Waar bent u naar op zoek?

column

Achterlaten

17-05-2017

Het leven in een ander land heeft zijn mooie kanten, maar ook zijn moeilijke. Voor mij als moeder is het achterlaten van kinderen een van de moeilijkste dingen.

Die steen op je hart als je nog één keer omkijkt nadat je door de douane bent gegaan op Schiphol, en je daar je zoons ziet staan.
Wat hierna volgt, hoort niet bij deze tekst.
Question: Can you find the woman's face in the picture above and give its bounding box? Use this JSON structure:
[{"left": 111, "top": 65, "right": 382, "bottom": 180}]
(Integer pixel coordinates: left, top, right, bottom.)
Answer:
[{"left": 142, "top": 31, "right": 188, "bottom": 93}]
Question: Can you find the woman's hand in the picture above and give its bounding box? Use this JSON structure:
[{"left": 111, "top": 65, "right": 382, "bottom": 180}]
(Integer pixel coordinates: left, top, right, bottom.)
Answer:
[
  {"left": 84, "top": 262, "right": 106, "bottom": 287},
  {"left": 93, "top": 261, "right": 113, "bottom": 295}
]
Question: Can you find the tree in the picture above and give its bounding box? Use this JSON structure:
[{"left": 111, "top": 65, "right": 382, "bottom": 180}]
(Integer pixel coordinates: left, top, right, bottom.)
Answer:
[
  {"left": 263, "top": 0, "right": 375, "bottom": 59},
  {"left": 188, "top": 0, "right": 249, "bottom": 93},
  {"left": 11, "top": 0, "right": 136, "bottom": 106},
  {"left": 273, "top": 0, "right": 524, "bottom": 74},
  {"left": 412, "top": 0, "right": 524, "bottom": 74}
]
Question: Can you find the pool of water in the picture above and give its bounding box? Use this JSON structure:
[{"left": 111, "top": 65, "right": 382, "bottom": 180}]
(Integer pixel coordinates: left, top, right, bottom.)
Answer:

Die brok in je keel, die niet door te slikken is als je op Skype je zoon helemaal alleen op zondag in zijn kamertje ziet zitten. En dan zo maar die kleine dingen… als hij je vertelt dat hij het voor elkaar gekregen heeft om alle knopen van zijn jas te trekken en jij als moeder ze er niet even aan kan zetten. Soms heb ik me afgevraagd: ‘Is zending dit allemaal wel waard? Het lijkt wel of mijn kinderen wezen zijn.’ 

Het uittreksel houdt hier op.